Reportagem de Fausto Macedo e Nino Guimarães, publicada nesta segunda-feira (28/07/2025) no Estadão, revela que No dia 14 de agosto de 2024 (quarta-feira), a Polícia Federal deflagrou a Operação 18 Minutos, que revelou um suposto esquema complexo de venda de decisões judiciais no Tribunal de Justiça do Maranhão (TJMA). De acordo com a Procuradoria-Geral da República (PGR), o grupo teria operado durante mais de uma década, arrecadando pelo menos R$ 54,7 milhões em propinas por meio da emissão fraudulenta de alvarás contra o Banco do Nordeste (BNB).

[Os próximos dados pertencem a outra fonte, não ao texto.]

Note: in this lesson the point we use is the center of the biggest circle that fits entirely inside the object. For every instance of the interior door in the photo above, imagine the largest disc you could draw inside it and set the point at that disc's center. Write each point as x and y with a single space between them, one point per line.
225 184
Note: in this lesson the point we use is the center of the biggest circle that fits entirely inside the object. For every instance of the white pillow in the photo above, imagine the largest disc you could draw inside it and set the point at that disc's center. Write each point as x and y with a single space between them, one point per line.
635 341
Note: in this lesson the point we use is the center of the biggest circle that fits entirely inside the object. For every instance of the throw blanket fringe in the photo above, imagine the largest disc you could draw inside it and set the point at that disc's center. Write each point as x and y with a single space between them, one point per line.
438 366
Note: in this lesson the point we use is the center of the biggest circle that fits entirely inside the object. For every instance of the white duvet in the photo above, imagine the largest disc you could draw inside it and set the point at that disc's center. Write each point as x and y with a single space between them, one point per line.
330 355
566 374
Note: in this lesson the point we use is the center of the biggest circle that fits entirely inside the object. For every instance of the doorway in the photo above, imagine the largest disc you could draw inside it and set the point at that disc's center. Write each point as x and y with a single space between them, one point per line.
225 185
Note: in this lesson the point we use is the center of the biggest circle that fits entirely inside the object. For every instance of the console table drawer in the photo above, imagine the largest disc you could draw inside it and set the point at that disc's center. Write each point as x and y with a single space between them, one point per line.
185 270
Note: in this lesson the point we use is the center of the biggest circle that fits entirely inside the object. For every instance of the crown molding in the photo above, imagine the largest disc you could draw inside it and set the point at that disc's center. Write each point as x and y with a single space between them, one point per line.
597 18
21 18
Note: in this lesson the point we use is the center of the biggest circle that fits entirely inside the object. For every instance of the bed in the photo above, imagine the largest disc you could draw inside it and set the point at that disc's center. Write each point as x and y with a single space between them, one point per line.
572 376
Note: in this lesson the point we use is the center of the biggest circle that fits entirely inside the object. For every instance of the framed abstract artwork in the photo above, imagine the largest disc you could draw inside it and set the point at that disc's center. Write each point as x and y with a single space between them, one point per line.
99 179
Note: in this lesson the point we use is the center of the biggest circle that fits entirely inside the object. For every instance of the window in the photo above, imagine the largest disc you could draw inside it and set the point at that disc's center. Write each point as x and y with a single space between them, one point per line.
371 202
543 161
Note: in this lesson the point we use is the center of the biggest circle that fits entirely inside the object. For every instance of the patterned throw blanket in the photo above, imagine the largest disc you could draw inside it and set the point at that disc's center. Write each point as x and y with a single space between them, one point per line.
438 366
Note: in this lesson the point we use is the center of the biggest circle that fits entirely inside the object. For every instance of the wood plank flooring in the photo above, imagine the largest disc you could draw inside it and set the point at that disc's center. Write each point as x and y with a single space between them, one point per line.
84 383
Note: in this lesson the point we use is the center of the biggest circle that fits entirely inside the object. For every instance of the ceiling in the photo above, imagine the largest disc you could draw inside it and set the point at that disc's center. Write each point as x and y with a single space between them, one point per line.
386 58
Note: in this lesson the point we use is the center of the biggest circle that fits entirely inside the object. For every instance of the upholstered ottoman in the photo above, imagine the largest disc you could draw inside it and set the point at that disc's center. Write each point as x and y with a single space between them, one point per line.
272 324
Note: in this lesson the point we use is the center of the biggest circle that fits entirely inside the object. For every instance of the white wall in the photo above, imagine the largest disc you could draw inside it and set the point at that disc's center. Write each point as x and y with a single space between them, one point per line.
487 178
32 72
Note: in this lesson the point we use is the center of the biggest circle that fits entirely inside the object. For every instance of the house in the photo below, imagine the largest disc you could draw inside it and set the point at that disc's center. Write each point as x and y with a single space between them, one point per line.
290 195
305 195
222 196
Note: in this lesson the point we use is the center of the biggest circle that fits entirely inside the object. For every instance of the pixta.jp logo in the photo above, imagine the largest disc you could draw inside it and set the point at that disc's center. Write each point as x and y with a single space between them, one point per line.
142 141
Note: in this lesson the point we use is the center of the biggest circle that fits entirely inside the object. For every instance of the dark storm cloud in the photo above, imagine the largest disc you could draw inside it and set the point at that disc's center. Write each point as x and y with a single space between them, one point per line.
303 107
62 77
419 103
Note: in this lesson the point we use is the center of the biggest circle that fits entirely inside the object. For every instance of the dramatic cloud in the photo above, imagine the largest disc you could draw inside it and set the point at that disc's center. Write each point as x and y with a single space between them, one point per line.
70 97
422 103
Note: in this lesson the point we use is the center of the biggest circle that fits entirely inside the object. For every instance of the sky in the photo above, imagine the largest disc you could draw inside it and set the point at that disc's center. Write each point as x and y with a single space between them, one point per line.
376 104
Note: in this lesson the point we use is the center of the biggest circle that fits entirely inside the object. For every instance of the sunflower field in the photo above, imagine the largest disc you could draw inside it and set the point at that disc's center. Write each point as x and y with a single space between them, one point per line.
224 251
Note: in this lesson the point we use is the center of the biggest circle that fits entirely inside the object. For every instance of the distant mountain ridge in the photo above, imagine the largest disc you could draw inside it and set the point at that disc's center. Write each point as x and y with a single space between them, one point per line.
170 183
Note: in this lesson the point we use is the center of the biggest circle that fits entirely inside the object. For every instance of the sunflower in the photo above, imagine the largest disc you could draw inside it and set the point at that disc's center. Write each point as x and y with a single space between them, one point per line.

A investigação tem como base diálogos interceptados, provas documentais, movimentações bancárias fracionadas e o levantamento quase instantâneo de valores milionários, como um saque de R$ 14,1 milhões ocorrido 18 minutos após decisão judicial, o que deu nome à operação.

Estrutura da organização e agentes envolvidos

Segundo a PGR, o grupo denunciado era dividido em três núcleos:

  • Núcleo judicial: formado por desembargadores, juízes e servidores, responsáveis por decisões previamente ajustadas;

  • Núcleo causídico: composto por advogados que intermediavam e articulavam os benefícios judiciais;

  • Núcleo operacional: encarregado de ocultar e dissimular a origem dos recursos provenientes das decisões compradas.

Autoridades denunciadas

Foram denunciados ao Superior Tribunal de Justiça (STJ) os seguintes magistrados:

  • Desembargadora Nelma Sarney (cunhada do ex-presidente José Sarney);

  • Desembargador Luiz Gonzaga Almeida Filho;

  • Desembargador Antônio Guerreiro Júnior;

  • Desembargador aposentado Marcelino Everton Chaves;

  • Juíza Alice de Souza Rocha;

  • Juiz Cristiano Simas de Souza.

A PGR também solicita a perda dos cargos, a cassação da aposentadoria e o processamento por corrupção passiva, lavagem de dinheiro e organização criminosa.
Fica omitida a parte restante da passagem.